The first step is extremely important as it provides a first overview of the data and allow to build the foundation for the next ones.
The data science maturity model from Booz Allen provide a simplified overview of analytics challenges.
The first phase (DESCRIBE) of analytics consists in a thourough review of all variables within the dataset.
This exploratory phase usually overlaps with data cleaning; it is the stage where anomalies become evident e.g. individually plausible values may lead to a way-out point when combined with other variables on a scatterplot. In an ideal situation, this step would end with confidence that one has a clean dataset, so that a single version of the main datafiles can be finalised and ‘locked’ and all published analyses derived from a single consistent form of ‘the data’. In practice later stages of analysis often produce additional queries about data values.
Tabulation: One-way table & Crosstabulation
Often, much of the basic information need are supplied through a tabulation of results, question by question, as ‘one-way tables’. Sometimes this can be done using an original questionnaire and writing on it the frequency or number of people who ‘ticked each box’. Of course this does not identify which respondents produced particular combinations of responses, but this is often a first step where a quick and/or simple summary is required.
At the most basic level, cross-tabulations break down the sample into two-way tables showing the response categories of one question as row headings, those of another question as column headings. If for example each question has five possible answers the table breaks the total sample down into 25 subgroups.

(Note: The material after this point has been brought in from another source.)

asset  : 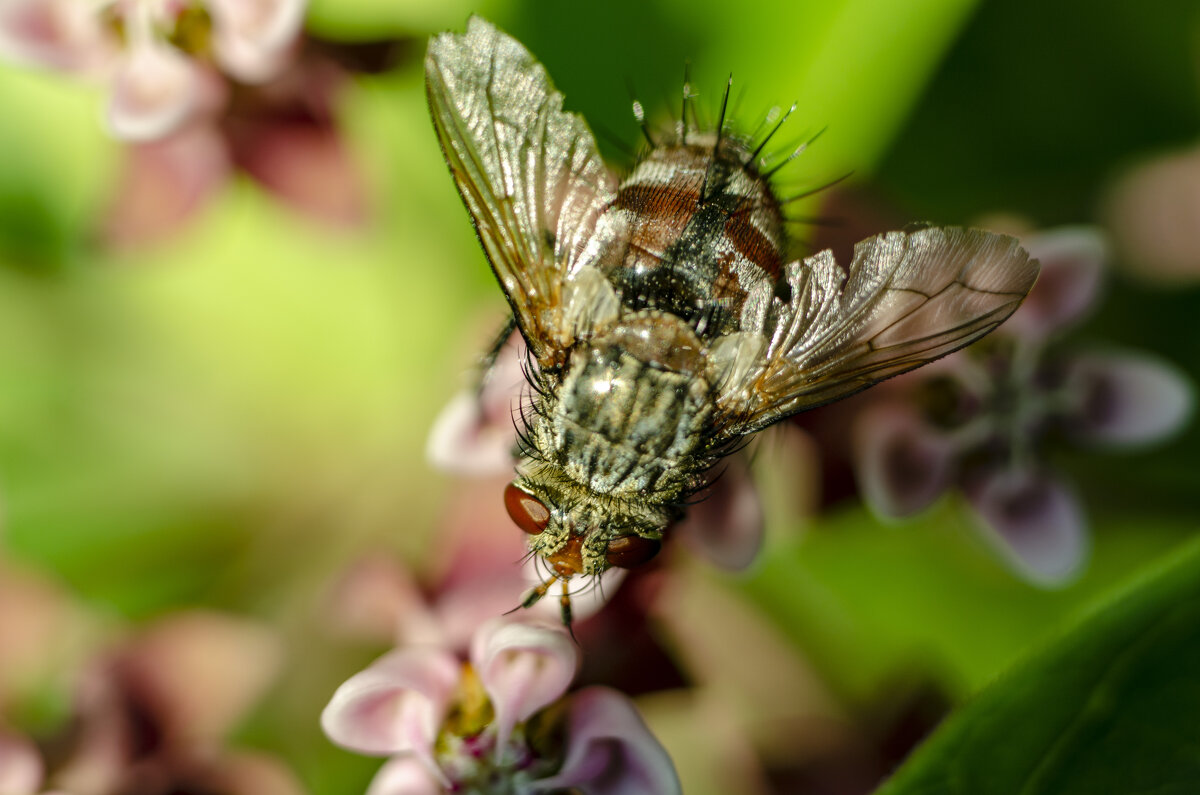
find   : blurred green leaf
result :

When dealing with select_multiple, there are different ways of computerising these data. The “multiple dichotomy”approach provides as many columns as there are alternatives. The “multiple response” way find the maximum number of ticks from anyone and then have this number of columns, entering the codes for ticked responses, one per column.
Graphical review
The use of graphical methods is important for presentational purposes, where simple messages need to be given in easily understood, and attention-grabbing form.Their true power comes from the ability of the eye to discern patterns in a graph that are not clearly evident from lists of numbers or tabulated statistics. In Tufte’s pithy phrase, “graphics reveal data”.

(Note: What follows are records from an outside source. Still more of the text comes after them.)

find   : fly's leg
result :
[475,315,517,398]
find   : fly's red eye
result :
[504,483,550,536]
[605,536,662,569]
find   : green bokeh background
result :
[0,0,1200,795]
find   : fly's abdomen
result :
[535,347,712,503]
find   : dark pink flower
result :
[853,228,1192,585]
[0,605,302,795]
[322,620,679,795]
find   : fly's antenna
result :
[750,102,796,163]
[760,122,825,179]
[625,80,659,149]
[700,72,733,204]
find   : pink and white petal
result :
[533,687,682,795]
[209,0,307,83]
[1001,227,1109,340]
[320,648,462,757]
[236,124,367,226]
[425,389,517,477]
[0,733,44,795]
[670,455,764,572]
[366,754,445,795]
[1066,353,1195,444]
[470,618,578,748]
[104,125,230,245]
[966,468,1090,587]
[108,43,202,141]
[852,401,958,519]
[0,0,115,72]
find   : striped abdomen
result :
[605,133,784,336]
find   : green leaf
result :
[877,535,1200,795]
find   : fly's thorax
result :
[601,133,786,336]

With data in hand, the most productive first step is often to explore the data graphically. These graphs do not have to be especially polished and beautiful; rather, they need to be easy to produce and thoroughly informative, a visual scratch pad where we use the power of graphics to get a sense of the shape of variables and the interactions among them.
Type of variables.
When designing the form, each variable is associated with a data type. The recommended graphical view is actually linked to the subtype of variables that should be presented. A correct initial mapping of variable will partly allow for automation of the step (cf. next article).
- Categoric
Categoric Subtype | Xlsform type | Examples |
---|---|---|
Nominal | select_one, select_multiple | occupation |
Ordinal | select_one | education |
String | text | comments |
- Numeric
Numeric Subtype | Xlsform type | Examples |
---|---|---|
Continuous | integer, numeric, calculate | age, height |
Discrete | integer, select_one, calculate | cars, floors |
Date/Time | date, time, dateTime, calculate | DoB, Arrival Date |
- Geographic
Geographic Subtype | Xlsform type | Examples |
---|---|---|
Point | geopoint, select_one | Cities |
Line | geotrace, select_one | Road |
Polygone | geoshape, select_one | Gov., District |
Barchart
Barchart shows simple frequency distribution of categoric value.

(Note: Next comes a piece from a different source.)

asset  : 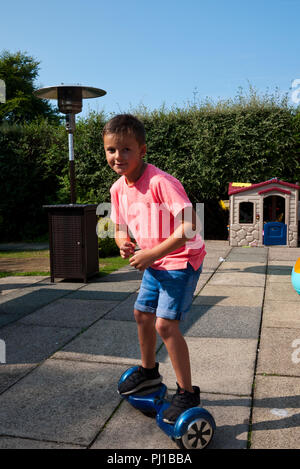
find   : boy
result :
[103,114,206,424]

Usually, horizontal bar chart are used so that the label of modalities for the variable are legible. If the variable is nominal, bars will be ordered as per the frequency, if the variable is ordinal, will be order as defined within the variable definition.
Bar chart can also be used to visualise crosstabulation (i.e. the frequency relation between two categoric variables), bar chart can be be: * faceted
* stacked
* paired
Histogramm
Histogram shows simple frequency distribution of a unique numeric variable.
The classification of data into bins serves to filter out some of the noise. The key choice that has to be made when designing an histogram is that of the number of classes (“bins”) into which to group the data or, alternatively, the width of each class, and this choice is as much a matter of art as of science. The Freedman and Diaconis rule or the Wand “zero-stage rule” can be used to determine bin width.
Note that histogramm can also be conveninent used to display date variables. The same discreatisation approach can be used.
Line Chart
Line chart are used to display smoothen frequency distribution of a unique numeric variable.
A histogram provides a discretized, nonparametric approximation to the underlying density, but it has three drawbacks: it is not smooth, it depends on the bin widths, and it is sensitive to the choice of end points of the bins. in order to address those points, it’s possible to use Kernel density visualisation in order to see a smoothed version of the data.
Boxplot
Boxplot are used to visualise the interaction between one categoric variable and one numeric variable.
At the heart of the boxplot is a box that shows the 25th percentile (the “lower hinge”) and 75th percentile (the “upper hinge”), as well as the median value of the observations. On the upper side of the box one adds a line that stretches to the “upper adjacent value” and ends in a whisker; the whisker extends up to the largest data point that lies within 1.5 interquartile ranges of the 75th percentile. A similar line stretches to the lower adjacent value. All values of the variable beyond the adjacent values (the “outside values”) are plotted. The result is a snapshot of the distribution of a variable that allows one to get a sense of its symmetry, and the role of outliers. Boxplots are exploratory devices, and one must resist the temptation to try to use them for statistical inference.
Scatterplot
Scatterplot are used to visualise the crosstabulation of two numeric variable.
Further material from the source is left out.